Una pennellata d’autore che sopra un letto di pianoforte e riflessioni, insegue il senso della visione.

La sfida è di quelle che l’avvocato appassionato di enigmistica, tra uno sberleffo compiaciuto e un bemolle sornione, è certo di poter vincere: il rebus, uno dei tanti affrontati e risolti al riparo delle colline astigiane, grazie a una fulminea intuizione.

Sì, proprio un lampo giallo al parabrise.

Mentre rimugina tasti e pensieri, s’impegna ad accordare immagini con significati.

Cercando di te.

Il baffo che custodisce la voce filtrata attraverso sabbia e whisky, biascica il tema del rebus: cercando di lei, per l’appunto.

images

Un vecchio caffè. Con dentro uno specchio. Nello specchio, il mare. Dentro il mare, una piccola barca.

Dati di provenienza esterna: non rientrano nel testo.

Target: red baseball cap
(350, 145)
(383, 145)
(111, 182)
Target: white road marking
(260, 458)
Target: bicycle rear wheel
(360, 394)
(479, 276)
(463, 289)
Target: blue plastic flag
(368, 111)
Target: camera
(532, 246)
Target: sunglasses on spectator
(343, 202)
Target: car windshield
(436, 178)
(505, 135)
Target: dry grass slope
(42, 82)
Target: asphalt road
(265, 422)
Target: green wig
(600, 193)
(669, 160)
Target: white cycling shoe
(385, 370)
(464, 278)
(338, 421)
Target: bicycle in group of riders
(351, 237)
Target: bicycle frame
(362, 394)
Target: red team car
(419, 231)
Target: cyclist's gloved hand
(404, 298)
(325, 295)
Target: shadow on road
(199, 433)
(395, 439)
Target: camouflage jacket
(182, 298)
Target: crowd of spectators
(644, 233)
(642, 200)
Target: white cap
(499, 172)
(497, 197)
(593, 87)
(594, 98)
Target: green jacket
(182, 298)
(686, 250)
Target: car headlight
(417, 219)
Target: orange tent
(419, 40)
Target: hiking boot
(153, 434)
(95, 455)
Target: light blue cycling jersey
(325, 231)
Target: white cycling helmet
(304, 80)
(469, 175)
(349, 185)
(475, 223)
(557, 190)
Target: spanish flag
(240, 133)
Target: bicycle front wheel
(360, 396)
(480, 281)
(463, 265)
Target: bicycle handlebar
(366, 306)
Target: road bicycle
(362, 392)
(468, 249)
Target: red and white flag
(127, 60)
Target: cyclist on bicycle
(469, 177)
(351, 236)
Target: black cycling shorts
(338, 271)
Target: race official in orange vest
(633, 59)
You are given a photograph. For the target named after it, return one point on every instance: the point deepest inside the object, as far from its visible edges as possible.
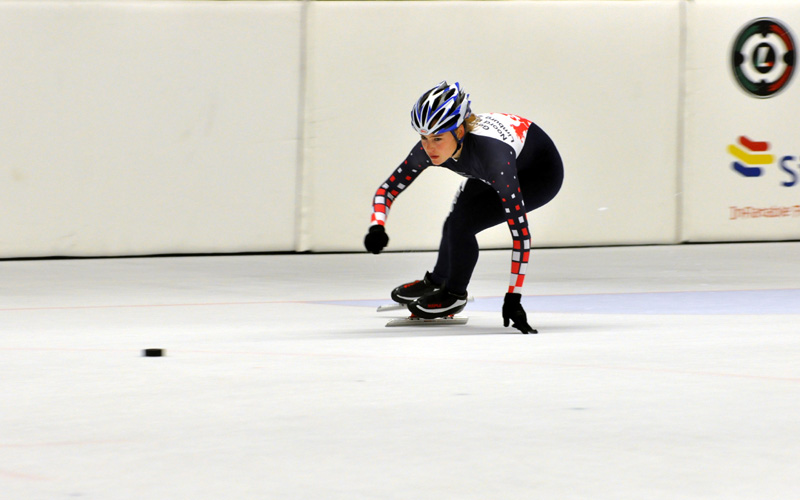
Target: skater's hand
(515, 314)
(376, 239)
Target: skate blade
(396, 306)
(417, 321)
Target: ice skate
(438, 304)
(409, 292)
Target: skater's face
(440, 147)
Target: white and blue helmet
(441, 109)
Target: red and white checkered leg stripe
(519, 263)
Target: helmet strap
(459, 142)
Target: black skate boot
(438, 304)
(406, 294)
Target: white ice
(660, 372)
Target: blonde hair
(470, 122)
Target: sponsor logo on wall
(752, 159)
(763, 57)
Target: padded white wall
(142, 127)
(148, 127)
(601, 77)
(720, 204)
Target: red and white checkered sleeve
(396, 183)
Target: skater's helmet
(441, 109)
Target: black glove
(376, 239)
(514, 313)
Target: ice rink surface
(662, 372)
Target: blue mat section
(710, 302)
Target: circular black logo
(763, 57)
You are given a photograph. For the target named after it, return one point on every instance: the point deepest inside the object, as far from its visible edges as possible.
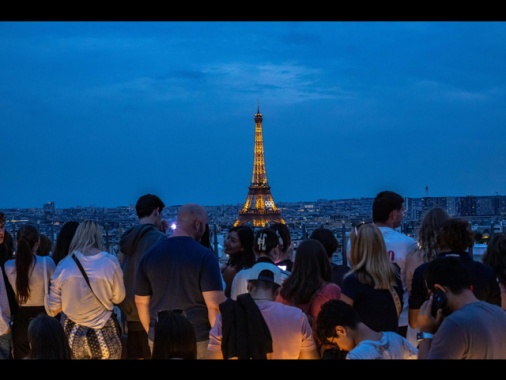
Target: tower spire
(259, 208)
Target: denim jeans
(5, 345)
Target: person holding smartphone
(464, 326)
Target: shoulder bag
(397, 301)
(46, 284)
(113, 315)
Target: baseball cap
(265, 272)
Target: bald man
(180, 273)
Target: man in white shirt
(387, 213)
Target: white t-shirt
(398, 246)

Gli indizi scenografici sono questi.

La sigaretta abbandonata in preda alla riflessione, s’involve in volute di connessioni.

Seconda quartina.

Un altro caffè. Con dentro uno specchio. Nello specchio, il mare. Dentro il mare, una piccola barca.

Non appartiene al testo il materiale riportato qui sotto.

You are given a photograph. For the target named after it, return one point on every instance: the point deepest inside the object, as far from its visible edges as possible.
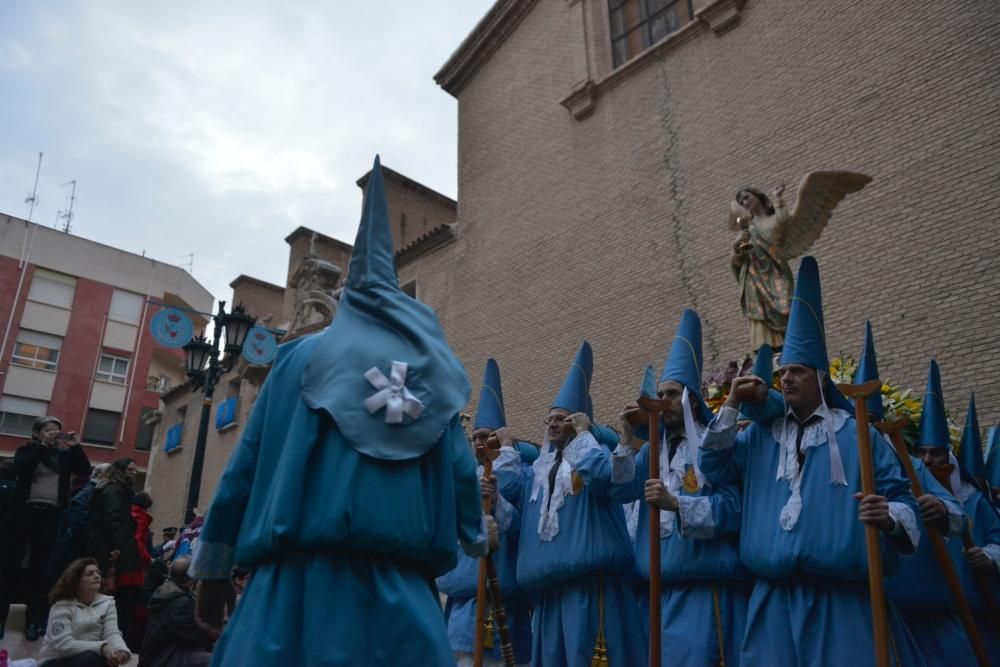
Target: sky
(217, 128)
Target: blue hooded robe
(918, 588)
(704, 588)
(800, 532)
(574, 549)
(351, 485)
(460, 585)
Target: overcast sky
(219, 127)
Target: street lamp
(204, 368)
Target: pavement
(17, 647)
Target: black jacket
(66, 462)
(171, 627)
(111, 527)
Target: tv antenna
(33, 197)
(68, 214)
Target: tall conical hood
(970, 452)
(575, 393)
(383, 370)
(933, 423)
(868, 370)
(763, 367)
(490, 413)
(805, 336)
(993, 458)
(648, 388)
(372, 260)
(684, 363)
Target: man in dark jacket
(43, 467)
(173, 637)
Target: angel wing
(819, 193)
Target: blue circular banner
(171, 328)
(259, 347)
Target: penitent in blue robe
(460, 584)
(577, 570)
(344, 547)
(810, 604)
(704, 587)
(985, 532)
(918, 589)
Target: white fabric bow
(392, 394)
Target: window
(18, 415)
(101, 427)
(638, 24)
(158, 383)
(125, 307)
(113, 369)
(36, 350)
(52, 288)
(144, 438)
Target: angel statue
(769, 236)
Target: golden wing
(819, 193)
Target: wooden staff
(488, 580)
(654, 407)
(894, 430)
(880, 623)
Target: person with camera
(44, 467)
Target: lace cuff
(503, 513)
(721, 433)
(906, 521)
(993, 551)
(481, 546)
(214, 560)
(956, 520)
(623, 465)
(697, 521)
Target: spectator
(130, 583)
(173, 637)
(169, 535)
(8, 489)
(111, 536)
(71, 538)
(83, 625)
(43, 467)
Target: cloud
(217, 128)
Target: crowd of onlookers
(78, 550)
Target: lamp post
(204, 368)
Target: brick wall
(607, 228)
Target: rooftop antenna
(33, 197)
(68, 215)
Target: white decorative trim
(903, 515)
(697, 519)
(721, 433)
(392, 394)
(548, 515)
(213, 560)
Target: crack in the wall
(675, 185)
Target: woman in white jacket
(83, 625)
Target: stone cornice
(484, 40)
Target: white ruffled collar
(820, 432)
(548, 516)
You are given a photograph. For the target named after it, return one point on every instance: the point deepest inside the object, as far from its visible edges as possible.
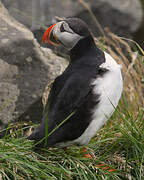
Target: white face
(67, 37)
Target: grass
(117, 150)
(117, 153)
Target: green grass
(119, 145)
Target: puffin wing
(66, 97)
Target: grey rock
(25, 69)
(121, 16)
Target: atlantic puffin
(85, 95)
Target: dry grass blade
(132, 67)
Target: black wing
(67, 96)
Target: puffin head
(67, 32)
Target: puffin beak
(50, 37)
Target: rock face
(118, 15)
(25, 69)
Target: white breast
(110, 88)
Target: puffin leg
(87, 155)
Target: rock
(118, 15)
(25, 70)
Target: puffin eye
(62, 28)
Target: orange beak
(49, 37)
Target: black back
(72, 92)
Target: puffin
(85, 95)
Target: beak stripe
(47, 34)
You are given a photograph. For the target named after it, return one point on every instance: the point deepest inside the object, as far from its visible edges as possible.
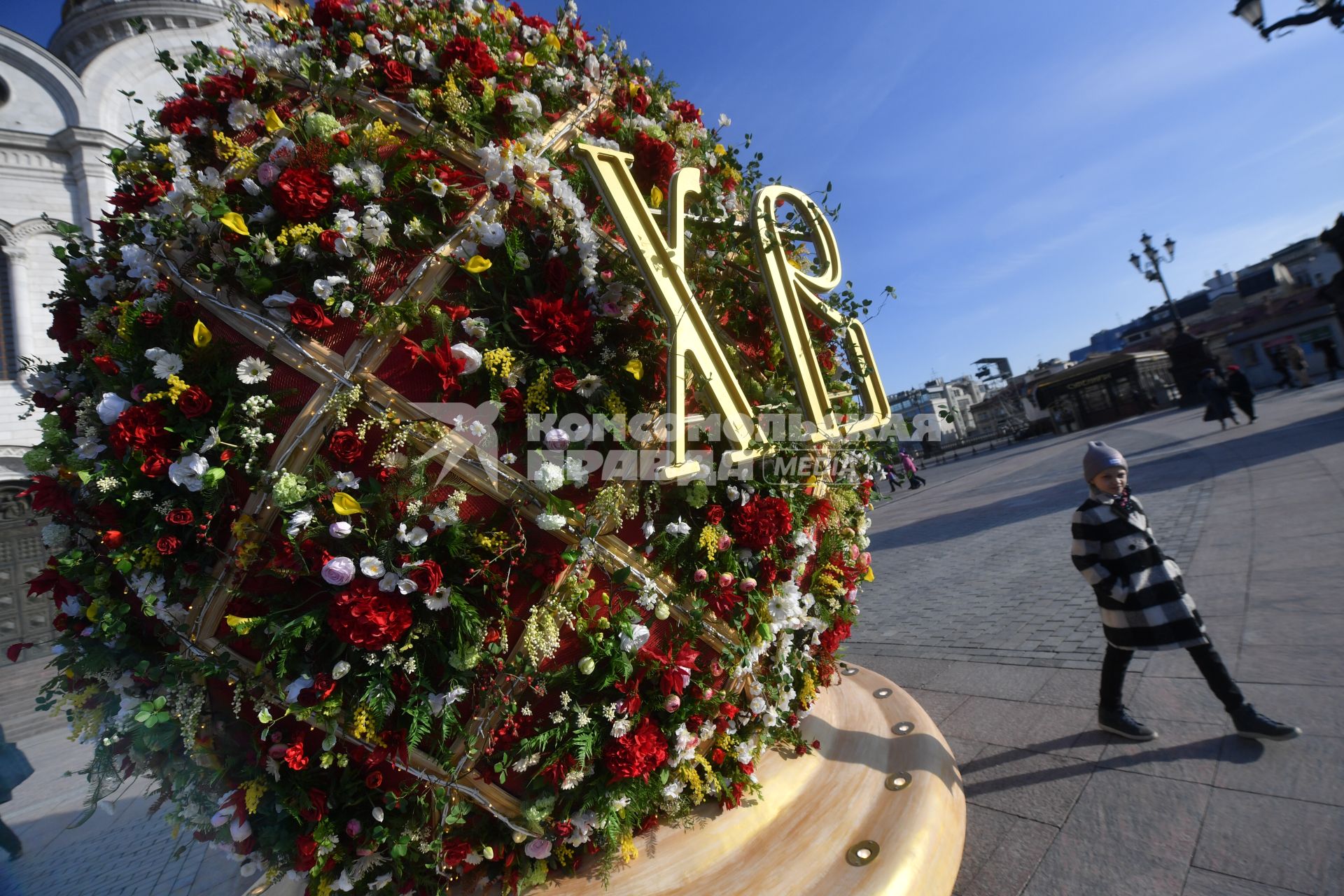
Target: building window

Le dita sul pianoforte interrogano con maestria ripetizioni, rimandi.

Una prima barca che porta ad un secondo caffè. Il suggerimento di un’altra traversata, con l’ennesima barca pronta per lui, sempre alla ricerca di lei.

Il sorriso della comprensione. Il tempo di un mugolio risolutore.

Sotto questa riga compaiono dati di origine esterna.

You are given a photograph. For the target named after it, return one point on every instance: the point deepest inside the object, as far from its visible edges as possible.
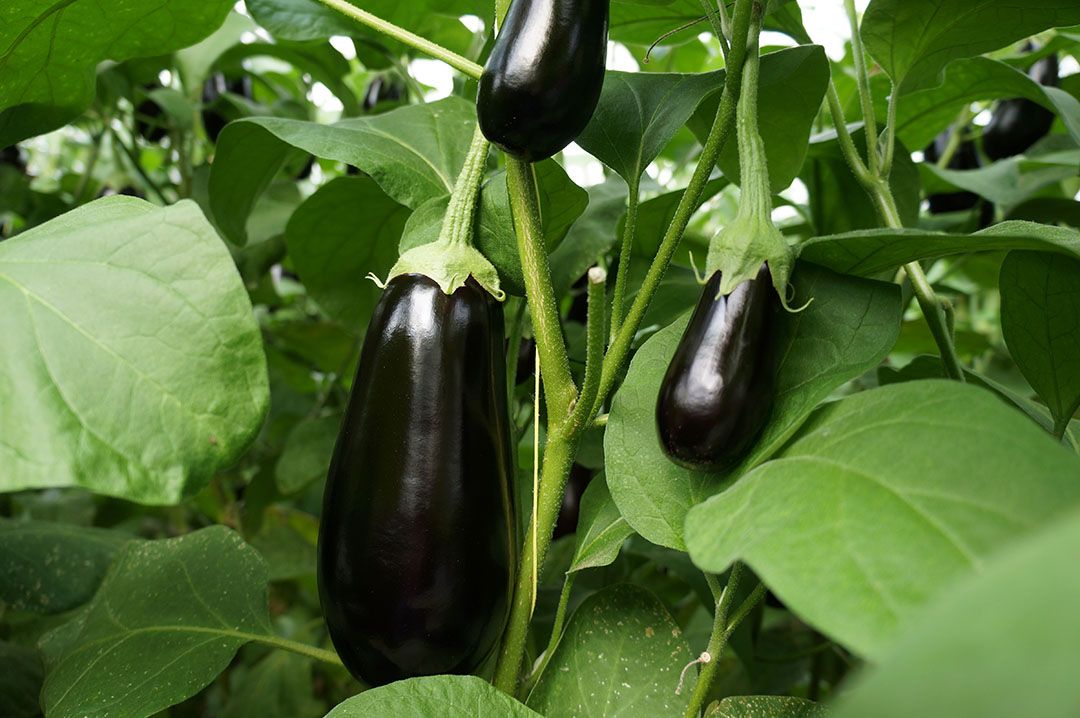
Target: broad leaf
(792, 85)
(637, 116)
(342, 232)
(914, 40)
(883, 499)
(453, 696)
(166, 621)
(1040, 319)
(869, 252)
(50, 51)
(621, 655)
(414, 153)
(48, 567)
(767, 706)
(848, 328)
(132, 364)
(999, 645)
(923, 114)
(602, 530)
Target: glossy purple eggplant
(720, 384)
(415, 546)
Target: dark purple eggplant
(720, 384)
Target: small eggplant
(720, 384)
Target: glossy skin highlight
(720, 384)
(415, 550)
(543, 78)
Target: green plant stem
(862, 77)
(559, 392)
(296, 647)
(717, 639)
(403, 36)
(461, 212)
(718, 135)
(625, 252)
(558, 458)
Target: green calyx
(451, 259)
(739, 249)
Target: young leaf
(773, 706)
(133, 364)
(846, 330)
(869, 252)
(46, 567)
(621, 654)
(999, 645)
(343, 231)
(638, 113)
(914, 40)
(414, 153)
(1040, 319)
(602, 530)
(51, 52)
(881, 500)
(453, 696)
(167, 619)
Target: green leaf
(48, 567)
(621, 655)
(869, 252)
(453, 696)
(999, 645)
(637, 116)
(914, 40)
(602, 529)
(132, 362)
(51, 51)
(1040, 320)
(340, 233)
(306, 456)
(767, 706)
(165, 622)
(848, 328)
(21, 676)
(923, 114)
(791, 89)
(883, 499)
(414, 153)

Il giro in cerca di lei, è turistico. L’amore agognato, il tema del rebus, è una mistificazione. E già perché, rivela il Maestro, chi affitta le barche è anche il padrone di tutti i caffè.

Conflitto d’interessi incompatibile con la liberalità dell’amore.

Compiaciuto per la soluzione del rebus, il pianoforte tuttavia approda, tra la rabbia e la disillusione della rivelazione, al porto mercantilistico del paga di qua, e paga di là, noleggia una barca e prendi un caffè.

Nell’ultima terzina, l’amara considerazione:

Ah, è meglio star qui a guardare

i pianeti nuotare davanti a me

nell’oscurità del rebus

Malgrado tutto, poco male! Ancora una volta, dall’alto dei suoi ottant’anni di poesia e musica, lo smaliziato Conte troverà conforto nella ricerca di un po’ d’Africa in giardino, tra l’oleandro e il baobab. 

Alcuni luoghi sono un’enigma; altri, una spiegazione.